I made a point to ask what was going on with her. I hate it when people monopolize a conversation with their own problems, no matter how big they are. She told me about two stories she was working on. A woman had left her husband for a man she met on the Internet, only to learn that the “other man” was an eighteen-year-old, not the forty-year-old executive he claimed to be. So far, the woman was standing by her new boyfriend, claiming that his deception was no different than shaving a few pounds from the physical description of an online bio. The second story was about the latest methods for obtaining passports, social security numbers, and other official documents based on stolen identities. “People never get tired of following the cat-and-mouse games between white hats and black hats.”
“Maybe your smitten lady can get a fake ID for her teenage boyfriend. While you’re at it, save your research for me. If my face lands on a tabloid cover, I’m out of here.”
My attempt at humor fell flat.
“You’re worried about being discovered,” she said. It was a statement, not a question.
I told her about the comment posted on The Pink Spot blog. “I knew that girl back home. She’d say anything to put me in my place.”
“Please, that website’s got like fifty followers.”
“Does that really matter? One viral tweet could change everything.”
“Trust me.

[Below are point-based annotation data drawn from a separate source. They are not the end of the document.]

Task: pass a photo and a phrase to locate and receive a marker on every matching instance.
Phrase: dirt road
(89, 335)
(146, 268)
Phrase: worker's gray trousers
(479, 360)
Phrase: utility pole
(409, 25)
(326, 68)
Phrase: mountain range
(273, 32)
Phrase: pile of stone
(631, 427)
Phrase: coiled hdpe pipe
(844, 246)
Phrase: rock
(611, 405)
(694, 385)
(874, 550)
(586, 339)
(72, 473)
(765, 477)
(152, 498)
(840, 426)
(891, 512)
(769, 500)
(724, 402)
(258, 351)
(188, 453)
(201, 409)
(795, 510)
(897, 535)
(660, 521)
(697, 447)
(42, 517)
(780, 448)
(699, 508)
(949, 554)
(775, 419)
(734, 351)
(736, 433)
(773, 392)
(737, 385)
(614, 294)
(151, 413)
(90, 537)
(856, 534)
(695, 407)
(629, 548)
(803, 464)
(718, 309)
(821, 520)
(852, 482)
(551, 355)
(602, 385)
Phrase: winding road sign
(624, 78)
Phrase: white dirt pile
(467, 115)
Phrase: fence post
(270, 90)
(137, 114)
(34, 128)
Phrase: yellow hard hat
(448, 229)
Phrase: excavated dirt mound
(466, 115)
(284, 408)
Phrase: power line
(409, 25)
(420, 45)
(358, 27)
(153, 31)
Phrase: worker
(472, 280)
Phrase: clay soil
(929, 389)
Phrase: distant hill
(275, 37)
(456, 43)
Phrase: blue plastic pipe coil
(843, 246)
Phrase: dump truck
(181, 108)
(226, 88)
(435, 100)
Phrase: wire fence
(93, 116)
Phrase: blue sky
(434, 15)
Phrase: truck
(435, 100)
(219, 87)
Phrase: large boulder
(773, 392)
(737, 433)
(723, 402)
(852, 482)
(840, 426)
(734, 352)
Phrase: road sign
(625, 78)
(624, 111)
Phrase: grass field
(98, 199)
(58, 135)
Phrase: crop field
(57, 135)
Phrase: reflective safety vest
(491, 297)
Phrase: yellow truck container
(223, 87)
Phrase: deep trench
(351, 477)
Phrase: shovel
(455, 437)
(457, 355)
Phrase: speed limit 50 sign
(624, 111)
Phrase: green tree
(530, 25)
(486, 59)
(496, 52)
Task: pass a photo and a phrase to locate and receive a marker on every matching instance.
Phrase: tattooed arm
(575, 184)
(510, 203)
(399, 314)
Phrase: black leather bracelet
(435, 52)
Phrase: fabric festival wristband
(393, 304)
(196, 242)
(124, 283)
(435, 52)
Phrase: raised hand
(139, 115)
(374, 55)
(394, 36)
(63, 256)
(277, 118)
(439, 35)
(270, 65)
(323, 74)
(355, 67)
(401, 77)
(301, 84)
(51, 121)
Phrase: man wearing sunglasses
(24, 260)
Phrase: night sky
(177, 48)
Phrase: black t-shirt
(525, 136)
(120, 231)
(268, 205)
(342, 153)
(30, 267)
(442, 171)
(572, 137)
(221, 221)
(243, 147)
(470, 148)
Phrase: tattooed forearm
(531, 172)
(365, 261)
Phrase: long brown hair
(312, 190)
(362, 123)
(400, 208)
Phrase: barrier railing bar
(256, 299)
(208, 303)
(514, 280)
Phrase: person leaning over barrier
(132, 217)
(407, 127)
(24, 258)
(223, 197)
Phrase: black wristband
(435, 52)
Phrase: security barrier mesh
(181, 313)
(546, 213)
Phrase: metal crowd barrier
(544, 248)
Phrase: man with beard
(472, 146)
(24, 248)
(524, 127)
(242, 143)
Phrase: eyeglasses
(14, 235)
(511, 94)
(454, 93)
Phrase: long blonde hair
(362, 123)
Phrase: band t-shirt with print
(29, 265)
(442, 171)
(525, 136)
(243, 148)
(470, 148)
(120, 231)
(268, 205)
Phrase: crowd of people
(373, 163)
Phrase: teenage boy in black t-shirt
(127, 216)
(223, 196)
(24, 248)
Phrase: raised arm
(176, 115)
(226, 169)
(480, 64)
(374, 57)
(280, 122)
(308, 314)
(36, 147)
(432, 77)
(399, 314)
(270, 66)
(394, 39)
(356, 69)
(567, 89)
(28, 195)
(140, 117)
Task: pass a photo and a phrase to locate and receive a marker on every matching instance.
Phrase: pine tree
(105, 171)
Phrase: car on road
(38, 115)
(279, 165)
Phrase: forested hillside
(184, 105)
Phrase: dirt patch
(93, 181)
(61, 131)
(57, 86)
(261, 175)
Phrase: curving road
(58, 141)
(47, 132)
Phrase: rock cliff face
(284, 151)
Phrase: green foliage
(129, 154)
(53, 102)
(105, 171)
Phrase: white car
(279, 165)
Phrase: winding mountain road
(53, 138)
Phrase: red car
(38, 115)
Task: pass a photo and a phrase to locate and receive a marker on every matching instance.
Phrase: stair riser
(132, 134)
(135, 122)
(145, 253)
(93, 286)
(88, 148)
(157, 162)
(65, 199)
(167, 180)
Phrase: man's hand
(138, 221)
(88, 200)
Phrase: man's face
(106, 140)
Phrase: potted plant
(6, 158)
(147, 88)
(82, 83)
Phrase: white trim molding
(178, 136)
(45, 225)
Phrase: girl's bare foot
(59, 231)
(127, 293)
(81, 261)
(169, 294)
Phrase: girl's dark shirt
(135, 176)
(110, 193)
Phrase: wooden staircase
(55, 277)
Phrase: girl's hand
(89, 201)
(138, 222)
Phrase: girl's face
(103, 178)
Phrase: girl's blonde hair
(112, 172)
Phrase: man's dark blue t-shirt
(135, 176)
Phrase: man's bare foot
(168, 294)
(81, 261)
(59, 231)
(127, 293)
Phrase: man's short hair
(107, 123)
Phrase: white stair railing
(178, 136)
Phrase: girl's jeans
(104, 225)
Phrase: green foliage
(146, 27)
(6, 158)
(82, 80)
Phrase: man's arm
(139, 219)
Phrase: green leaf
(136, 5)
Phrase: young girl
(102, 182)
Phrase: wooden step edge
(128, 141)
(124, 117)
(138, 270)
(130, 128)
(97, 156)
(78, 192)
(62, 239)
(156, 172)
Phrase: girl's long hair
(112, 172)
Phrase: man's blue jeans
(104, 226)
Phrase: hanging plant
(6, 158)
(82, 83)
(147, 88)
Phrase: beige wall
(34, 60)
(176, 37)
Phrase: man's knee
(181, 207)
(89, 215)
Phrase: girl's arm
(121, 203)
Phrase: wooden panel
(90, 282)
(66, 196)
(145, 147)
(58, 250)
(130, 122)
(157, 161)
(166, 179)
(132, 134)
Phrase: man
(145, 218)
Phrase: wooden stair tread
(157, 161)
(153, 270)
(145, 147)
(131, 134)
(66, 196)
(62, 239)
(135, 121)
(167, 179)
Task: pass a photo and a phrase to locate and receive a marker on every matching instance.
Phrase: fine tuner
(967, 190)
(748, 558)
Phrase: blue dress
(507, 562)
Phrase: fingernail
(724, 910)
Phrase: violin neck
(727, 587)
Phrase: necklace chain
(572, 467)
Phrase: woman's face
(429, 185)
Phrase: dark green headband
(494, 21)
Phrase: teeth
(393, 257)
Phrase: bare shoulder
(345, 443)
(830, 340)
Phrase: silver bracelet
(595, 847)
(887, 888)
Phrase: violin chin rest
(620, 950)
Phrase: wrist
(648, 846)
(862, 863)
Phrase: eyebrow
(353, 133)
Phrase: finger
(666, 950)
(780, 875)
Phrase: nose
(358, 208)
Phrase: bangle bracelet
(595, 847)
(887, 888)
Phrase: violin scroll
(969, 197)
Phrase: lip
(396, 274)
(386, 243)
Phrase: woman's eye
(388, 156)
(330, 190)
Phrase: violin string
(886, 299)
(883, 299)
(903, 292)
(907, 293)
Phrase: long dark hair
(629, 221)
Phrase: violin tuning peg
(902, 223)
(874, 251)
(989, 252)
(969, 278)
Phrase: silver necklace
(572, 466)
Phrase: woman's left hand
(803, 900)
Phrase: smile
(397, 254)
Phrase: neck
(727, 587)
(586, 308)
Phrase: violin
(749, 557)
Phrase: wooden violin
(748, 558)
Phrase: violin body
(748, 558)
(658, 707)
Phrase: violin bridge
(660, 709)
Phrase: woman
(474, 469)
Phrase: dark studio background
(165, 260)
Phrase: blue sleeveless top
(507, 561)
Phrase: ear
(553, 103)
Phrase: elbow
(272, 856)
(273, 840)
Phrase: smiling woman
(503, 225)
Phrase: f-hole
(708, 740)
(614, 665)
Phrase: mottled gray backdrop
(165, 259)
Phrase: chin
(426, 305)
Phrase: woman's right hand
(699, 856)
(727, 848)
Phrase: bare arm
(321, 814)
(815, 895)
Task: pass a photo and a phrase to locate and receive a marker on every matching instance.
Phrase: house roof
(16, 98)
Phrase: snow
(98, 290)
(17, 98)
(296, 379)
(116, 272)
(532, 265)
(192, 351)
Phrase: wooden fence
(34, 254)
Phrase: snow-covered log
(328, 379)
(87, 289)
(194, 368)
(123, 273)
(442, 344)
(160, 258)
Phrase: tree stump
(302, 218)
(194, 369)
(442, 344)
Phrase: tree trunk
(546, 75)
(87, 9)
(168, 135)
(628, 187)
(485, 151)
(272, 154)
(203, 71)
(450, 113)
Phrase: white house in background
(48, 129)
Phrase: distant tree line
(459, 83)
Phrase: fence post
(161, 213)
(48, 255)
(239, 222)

No legitimate media outlet’s going to go there without your permission. If I have to call every contact I have in the business, I’ll shut it down.”
Susanna had just insisted on paying the bill when my cell phone rang. It was Jason. I made my way to the front entrance and hit accept.
“Hey there. I’m about to leave lunch with Susanna.”
“The police were here. They had a warrant.”
I felt the steak tartare churn in my stomach. “Are you under arrest?”
“No. It was a search warrant.”
“Did you call Olivia? What are they searching for?”
“Angela, we need to talk.”
24
He had been having an affair with her, and the police had arrived at our house to collect a sample of his DNA. The reason he had summoned me home was to break this piece of news to me in person.
Kerry wasn’t merely a client contact. He had slept with her during that “lunchtime” meeting at her house last week. I didn’t ask for every detail of the relationship, but it obviously wasn’t the first time. He warned me to expect a DNA match.
I was the one who insisted that we tell Spencer. I didn’t want our son to hear about it from some kid checking his iPhone at school.